Learn-Normal-Distribution-by-TDD-1
Recently I’ve read some articles about AI or Machine Learning those all come down to Normal Distribution. So I decide to learn that.
I will learn it by https://en.wikipedia.org/wiki/Normal_distribution
According Wiki: In probability theory, the normal (or Gaussian or Gauss or Laplace-Gauss) distribution is a very common continuous probability distribution. Normal distributions are important in statistics and are often used in the natural and social sciences to represent real-valued random variables whose distributions are not known. A random variable with a Gaussian distribution is said to be normally distributed and is called a normal deviate.

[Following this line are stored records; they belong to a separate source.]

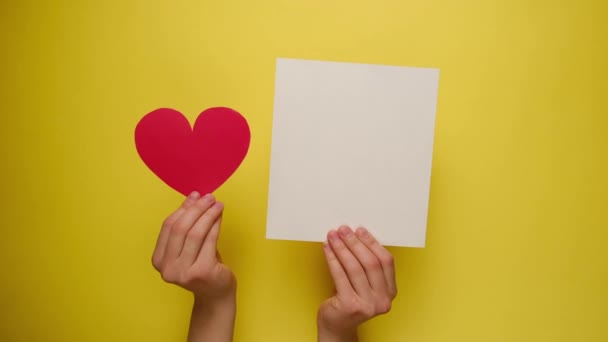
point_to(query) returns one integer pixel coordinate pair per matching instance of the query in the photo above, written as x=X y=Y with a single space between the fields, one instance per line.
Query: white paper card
x=351 y=144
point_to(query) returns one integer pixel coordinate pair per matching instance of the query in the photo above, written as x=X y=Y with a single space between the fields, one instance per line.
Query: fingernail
x=361 y=232
x=345 y=231
x=333 y=236
x=208 y=198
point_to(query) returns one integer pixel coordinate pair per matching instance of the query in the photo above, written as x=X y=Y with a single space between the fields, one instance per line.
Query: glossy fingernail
x=361 y=232
x=333 y=236
x=345 y=231
x=208 y=198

First we describe Normal Distribution by equation by Math.js library.
demo code:
it(`The probability density of the normal distribution is`, () => {
expect(math.eval(`1/sqrt (2*pi *sigma ^2)*e^(-(x-u )^2/(2*sigma ^2))`, {
sigma: 0.5,
x: 1,
u: 5
})).toEqual(1.0104542167073798e-14)
});
Now let’s explain its physical significance:
u is the mean or expectation of the distribution (and also its median and mode), sigma is the standard deviation, and sigma^2 is the variance.
As you’ve seen the code hasn’t meaning because TypeScript as the superset of javascript isn’t a math programming language.
There’re many programming languages for mathematics as the article describes. I’ll talk my understanding about some of those:
MATLAB / GNU OCTAVE: Of course MATLAB is excellent but with licence payment so Octave is our alternative.
R: R is a programming language and software environment for statistical computing and graphics. So statistics is the key to R.
Python: Python interesting from a mathematical and scientific standpoint is the extensive amount of relevant libraries that are available for this popular programming language
So I know which programming languages for mathematics can implement the algorithm about normal distribution. I plan to implement it by TypeScript, Octave, Python.
TypeScript implementation with node modules ‘normal-distribution’
import NormalDistribution from 'normal-distribution'
const obj = {}
describe(`A small javascript module for working with normal distributions.`, () => {
beforeAll(() => {
obj.normDist = new NormalDistribution(/* mean, standardDeviation */)
obj.normDist1 = new NormalDistribution(1, 2);
});
it(`With no arguments the distribution will be a standard normal distribution with mean = 0 and standardDeviation = 1.`, () => {
expect(obj.normDist).toEqual({ "_mean": 0, "_standardDeviation": 1 })
expect(obj.normDist1).toEqual({ "_mean": 1, "_standardDeviation": 2 })
});
it(`#pdf(value)
Accepts an integer argument and returns the probability denisty at that point in the distribution; useful for drawing the curve.`, () => {
expect(obj.normDist.pdf(0)).toEqual(0.3989422804014327)
expect(obj.normDist1.pdf(0)).toEqual(0.17603266338214976)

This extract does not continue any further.